"Listen Dina, the Chankas are coming," chant members of Indigenous group with reputation for being warriors as they await thousands of other rural Peruvians to march in capital against new government of President Dina Boluarte.

People say goodbye to demonstrators as they depart to Lima to protest against the government of Peruvian President Dina Boluarte in the city of Ilave, Puno.
People say goodbye to demonstrators as they depart to Lima to protest against the government of Peruvian President Dina Boluarte in the city of Ilave, Puno. (AFP)

Around 200 members of Peru's Chanka Indigenous group have arrived in capital Lima to join an imminent anti-government protest. 

They are among thousands of demonstrators demanding the resignation of President Dina Boluarte, the dissolution of parliament and immediate fresh elections.

"Listen Dina, the Chankas are coming," chanted the members of this ethnicity with a reputation for being warriors. 

Some say they will stop at nothing to make their voices heard.

"If a Peruvian is not able to give his life for his country, then he's not Peruvian," said Abdon Felix Flores Huaman, 30, an unemployed psychologist and father of a small daughter.

"Some brothers have already lost their lives.
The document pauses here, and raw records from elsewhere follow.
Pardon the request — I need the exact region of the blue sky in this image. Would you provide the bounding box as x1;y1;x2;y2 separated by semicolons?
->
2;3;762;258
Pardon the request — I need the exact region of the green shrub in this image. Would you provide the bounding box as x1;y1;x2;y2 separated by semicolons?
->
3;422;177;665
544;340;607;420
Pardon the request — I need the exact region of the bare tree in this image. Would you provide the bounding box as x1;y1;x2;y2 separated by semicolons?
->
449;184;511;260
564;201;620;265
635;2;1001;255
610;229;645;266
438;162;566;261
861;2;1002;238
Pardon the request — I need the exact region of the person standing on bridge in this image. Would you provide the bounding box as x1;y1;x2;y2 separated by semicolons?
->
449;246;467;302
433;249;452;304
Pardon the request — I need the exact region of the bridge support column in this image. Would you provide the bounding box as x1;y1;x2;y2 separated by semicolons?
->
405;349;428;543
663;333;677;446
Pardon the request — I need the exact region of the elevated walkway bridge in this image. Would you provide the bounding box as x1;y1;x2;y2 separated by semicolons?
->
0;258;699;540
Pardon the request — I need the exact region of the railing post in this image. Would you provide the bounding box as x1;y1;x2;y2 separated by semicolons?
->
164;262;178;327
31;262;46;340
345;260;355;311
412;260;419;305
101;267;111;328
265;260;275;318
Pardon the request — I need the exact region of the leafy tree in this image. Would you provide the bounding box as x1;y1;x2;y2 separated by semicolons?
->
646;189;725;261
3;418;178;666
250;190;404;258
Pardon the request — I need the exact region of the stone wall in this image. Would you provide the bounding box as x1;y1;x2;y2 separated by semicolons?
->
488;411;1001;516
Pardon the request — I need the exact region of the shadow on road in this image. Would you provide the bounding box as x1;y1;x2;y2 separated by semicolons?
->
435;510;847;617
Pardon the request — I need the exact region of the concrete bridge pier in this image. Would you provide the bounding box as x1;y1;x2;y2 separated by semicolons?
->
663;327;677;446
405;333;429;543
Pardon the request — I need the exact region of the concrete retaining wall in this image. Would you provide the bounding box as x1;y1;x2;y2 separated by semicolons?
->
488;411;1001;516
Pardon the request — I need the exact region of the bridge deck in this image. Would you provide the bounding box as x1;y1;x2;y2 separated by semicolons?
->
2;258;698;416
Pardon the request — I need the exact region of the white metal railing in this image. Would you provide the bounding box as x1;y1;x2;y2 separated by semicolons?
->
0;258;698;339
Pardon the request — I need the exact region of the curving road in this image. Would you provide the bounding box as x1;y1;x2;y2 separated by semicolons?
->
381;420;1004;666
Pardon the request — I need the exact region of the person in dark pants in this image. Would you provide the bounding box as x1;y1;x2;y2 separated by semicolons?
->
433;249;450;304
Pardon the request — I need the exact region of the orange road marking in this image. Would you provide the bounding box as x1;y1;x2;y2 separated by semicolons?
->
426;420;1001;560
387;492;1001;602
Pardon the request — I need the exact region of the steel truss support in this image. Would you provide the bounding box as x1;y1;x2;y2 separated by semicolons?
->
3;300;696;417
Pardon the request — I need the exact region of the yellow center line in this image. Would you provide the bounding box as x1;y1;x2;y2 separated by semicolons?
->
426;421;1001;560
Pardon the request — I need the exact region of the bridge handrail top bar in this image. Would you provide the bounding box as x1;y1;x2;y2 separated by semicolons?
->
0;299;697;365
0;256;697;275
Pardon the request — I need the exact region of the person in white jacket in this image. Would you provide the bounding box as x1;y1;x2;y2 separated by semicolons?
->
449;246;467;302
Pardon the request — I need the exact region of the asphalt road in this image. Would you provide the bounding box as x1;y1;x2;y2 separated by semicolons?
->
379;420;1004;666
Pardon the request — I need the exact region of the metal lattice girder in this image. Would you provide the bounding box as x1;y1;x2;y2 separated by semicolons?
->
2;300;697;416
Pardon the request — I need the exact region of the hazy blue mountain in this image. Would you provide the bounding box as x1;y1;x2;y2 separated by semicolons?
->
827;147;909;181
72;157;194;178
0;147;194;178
We're also ready to give ours ... so that my child has better opportunities, so she is not a marginalised Indian."

The Chankas began their journey on Sunday afternoon from the mountain city of Andahuaylas in the southern Apurimac region.
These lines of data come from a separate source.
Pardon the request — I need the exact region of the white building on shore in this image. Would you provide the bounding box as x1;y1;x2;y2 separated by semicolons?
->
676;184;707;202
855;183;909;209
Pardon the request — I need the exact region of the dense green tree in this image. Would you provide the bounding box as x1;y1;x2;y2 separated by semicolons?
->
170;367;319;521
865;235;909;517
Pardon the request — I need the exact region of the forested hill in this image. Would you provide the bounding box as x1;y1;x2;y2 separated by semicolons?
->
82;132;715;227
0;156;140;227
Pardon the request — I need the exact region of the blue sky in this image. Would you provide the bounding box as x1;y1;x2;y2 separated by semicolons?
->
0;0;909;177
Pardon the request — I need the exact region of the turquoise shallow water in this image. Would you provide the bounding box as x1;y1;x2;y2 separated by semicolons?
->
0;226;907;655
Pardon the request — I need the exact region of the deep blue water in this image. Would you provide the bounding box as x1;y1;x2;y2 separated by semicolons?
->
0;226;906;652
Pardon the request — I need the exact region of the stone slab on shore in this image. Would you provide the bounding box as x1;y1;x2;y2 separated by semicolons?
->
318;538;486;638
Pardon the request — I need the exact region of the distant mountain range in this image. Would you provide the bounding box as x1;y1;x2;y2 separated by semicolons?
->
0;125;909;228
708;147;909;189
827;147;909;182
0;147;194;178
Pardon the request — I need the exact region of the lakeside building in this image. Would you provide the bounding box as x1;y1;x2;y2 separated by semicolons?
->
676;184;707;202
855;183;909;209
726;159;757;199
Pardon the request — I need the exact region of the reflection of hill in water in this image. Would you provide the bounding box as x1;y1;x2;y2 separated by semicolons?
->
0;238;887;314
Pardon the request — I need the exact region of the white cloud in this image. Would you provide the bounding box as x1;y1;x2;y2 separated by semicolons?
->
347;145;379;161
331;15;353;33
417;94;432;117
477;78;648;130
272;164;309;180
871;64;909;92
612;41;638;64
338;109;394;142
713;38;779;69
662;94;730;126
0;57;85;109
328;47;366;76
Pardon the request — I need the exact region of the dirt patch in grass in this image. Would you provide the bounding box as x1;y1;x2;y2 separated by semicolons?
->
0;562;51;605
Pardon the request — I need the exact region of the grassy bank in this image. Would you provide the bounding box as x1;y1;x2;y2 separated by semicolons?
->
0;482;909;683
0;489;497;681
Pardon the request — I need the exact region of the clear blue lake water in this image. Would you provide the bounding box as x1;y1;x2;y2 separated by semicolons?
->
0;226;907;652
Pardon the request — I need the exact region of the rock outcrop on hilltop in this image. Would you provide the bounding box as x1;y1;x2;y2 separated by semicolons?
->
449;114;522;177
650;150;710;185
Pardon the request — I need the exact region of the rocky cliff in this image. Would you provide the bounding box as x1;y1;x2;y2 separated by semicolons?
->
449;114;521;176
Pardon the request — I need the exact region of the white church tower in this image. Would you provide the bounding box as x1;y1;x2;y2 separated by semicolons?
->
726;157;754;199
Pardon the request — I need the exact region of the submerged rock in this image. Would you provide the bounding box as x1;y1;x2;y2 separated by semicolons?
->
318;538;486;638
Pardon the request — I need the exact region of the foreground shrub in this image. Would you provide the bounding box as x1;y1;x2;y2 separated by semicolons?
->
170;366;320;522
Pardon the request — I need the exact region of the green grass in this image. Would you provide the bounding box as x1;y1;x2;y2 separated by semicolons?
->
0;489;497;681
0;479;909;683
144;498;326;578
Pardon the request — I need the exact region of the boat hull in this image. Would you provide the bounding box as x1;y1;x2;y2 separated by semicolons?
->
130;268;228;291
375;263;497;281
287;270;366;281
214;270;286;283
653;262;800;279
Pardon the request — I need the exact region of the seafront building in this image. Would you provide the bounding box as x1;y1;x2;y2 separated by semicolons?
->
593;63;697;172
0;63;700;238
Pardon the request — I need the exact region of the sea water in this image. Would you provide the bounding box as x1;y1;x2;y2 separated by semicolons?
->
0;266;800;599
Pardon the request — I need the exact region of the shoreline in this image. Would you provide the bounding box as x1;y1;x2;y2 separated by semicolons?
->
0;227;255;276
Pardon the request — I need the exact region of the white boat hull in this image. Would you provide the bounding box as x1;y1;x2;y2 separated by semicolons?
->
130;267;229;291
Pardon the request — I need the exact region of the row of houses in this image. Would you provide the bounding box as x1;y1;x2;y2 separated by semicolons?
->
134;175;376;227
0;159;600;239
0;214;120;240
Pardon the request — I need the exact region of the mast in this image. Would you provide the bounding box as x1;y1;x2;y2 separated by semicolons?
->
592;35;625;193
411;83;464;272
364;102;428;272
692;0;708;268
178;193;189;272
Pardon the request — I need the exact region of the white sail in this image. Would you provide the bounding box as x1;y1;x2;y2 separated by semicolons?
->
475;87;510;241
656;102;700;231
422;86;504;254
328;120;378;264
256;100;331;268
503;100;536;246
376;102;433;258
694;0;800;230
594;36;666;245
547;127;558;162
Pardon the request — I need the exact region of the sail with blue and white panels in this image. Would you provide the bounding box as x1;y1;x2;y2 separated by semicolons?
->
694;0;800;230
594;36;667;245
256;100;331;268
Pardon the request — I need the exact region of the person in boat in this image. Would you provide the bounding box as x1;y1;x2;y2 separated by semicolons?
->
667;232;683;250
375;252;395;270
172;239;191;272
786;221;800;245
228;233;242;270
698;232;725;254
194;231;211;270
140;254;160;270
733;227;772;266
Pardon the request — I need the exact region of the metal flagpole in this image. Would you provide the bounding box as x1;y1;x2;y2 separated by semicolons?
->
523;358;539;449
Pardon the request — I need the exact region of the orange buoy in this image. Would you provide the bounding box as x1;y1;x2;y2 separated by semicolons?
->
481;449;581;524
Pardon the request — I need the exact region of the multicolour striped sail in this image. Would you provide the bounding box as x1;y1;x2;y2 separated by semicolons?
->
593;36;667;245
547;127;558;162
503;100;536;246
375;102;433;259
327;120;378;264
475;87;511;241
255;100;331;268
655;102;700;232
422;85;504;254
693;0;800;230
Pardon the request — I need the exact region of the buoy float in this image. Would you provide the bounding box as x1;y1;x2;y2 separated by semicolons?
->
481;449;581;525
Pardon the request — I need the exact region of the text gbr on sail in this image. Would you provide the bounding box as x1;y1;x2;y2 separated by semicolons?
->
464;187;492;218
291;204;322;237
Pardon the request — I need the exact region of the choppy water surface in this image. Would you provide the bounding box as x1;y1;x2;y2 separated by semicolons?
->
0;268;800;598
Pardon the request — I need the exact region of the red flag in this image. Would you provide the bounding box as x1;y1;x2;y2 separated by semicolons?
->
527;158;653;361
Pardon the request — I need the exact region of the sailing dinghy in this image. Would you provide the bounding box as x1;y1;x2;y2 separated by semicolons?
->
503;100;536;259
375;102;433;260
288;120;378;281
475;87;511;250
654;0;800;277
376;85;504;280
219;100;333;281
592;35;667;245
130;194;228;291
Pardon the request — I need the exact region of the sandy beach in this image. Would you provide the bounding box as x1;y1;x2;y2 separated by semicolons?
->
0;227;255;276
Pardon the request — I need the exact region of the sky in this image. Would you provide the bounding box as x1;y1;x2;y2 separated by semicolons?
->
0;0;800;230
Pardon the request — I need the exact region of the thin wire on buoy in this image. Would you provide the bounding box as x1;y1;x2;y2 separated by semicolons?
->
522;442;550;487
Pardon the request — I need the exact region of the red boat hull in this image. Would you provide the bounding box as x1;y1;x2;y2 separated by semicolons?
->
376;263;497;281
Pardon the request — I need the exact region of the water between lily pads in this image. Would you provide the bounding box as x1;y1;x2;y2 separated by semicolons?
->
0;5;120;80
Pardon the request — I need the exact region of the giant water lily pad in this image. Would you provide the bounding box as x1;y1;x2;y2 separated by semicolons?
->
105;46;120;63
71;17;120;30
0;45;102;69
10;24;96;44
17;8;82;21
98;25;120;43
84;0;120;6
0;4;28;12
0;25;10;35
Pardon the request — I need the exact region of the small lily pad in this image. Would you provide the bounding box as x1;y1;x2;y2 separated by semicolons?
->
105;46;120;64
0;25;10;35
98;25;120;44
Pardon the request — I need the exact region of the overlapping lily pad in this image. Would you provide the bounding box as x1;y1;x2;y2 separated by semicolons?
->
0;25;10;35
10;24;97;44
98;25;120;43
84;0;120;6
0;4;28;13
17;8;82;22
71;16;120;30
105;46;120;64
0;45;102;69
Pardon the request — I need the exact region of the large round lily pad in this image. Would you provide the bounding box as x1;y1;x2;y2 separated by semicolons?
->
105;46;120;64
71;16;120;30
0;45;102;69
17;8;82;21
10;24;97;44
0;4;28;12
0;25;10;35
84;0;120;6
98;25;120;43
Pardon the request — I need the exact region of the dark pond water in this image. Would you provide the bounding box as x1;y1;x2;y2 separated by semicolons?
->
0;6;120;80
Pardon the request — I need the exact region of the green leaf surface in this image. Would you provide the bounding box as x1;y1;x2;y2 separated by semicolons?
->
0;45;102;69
A day into their journey, police blocked them in the city of Humay, still some 200 kilometres south of Lima.

They eventually managed to reach the capital at dawn on Tuesday after a journey that had lasted 40 hours.

They are now waiting for the protest to begin.

Thousands of protesters, mostly from the south of the Andean country, have been arriving in Lima in recent days to lend their weight to a social mobilisation that began on December 7 following the ousting of former president Pedro Castillo, himself of Indigenous origin.

The subsequent clashes between protesters and security forces have left 42 people dead, while the government has declared a state of emergency in parts of the country, including Lima, in a bid to calm the unrest.

In the city of Humay, protesters shouted slogans denouncing the "traitor" and "murderer" Boluarte.

She was the vice president under Castillo and is from the same left-wing party.

But she succeeded Castillo when he was arrested after attempting to dissolve parliament and rule by decree as he sought to fend off an impeachment vote.

He has been the subject of several corruption investigations since coming to power in June 2021.

READ MORE: Peru declares state of emergency in Lima over protests

Take Lima 'peacefully'

"We know they want to take Lima, given everything that is coming out on social media, on the 18th and 19th (Wednesday and Thursday)," Boluarte said in a speech at Peru's Constitutional Court.

"I call on them to take Lima, yes, but peacefully and calmly. I am waiting for them in the seat of government to discuss their social agendas."

But she warned that "the rule of law cannot be hostage to the whims" of a single group of people.

Demonstrators from all over Peru have arranged to meet in the capital to protest together, but despite various announcements, it is still difficult to determine how many people will arrive in Lima.

Protesters have maintained almost 100 roadblocks throughout eight of Peru's 25 departments.

Security forces cleared one roadblock on the Panamericana Norte motorway in the early hours of Tuesday morning.

Boluarte said other roadblocks would be dismantled in the coming hours.

The political and social crisis shows the rift between the capital and the poor provinces that support Castillo and who saw his election as revenge against contempt from Lima elites.

"It's a struggle for the Chanka nation. It is a struggle of Quechuas and Aymaras against a state that, after 200 years of being a republic, continues to marginalise us. This is a fight against racism," said farmer German Altamirano, 75.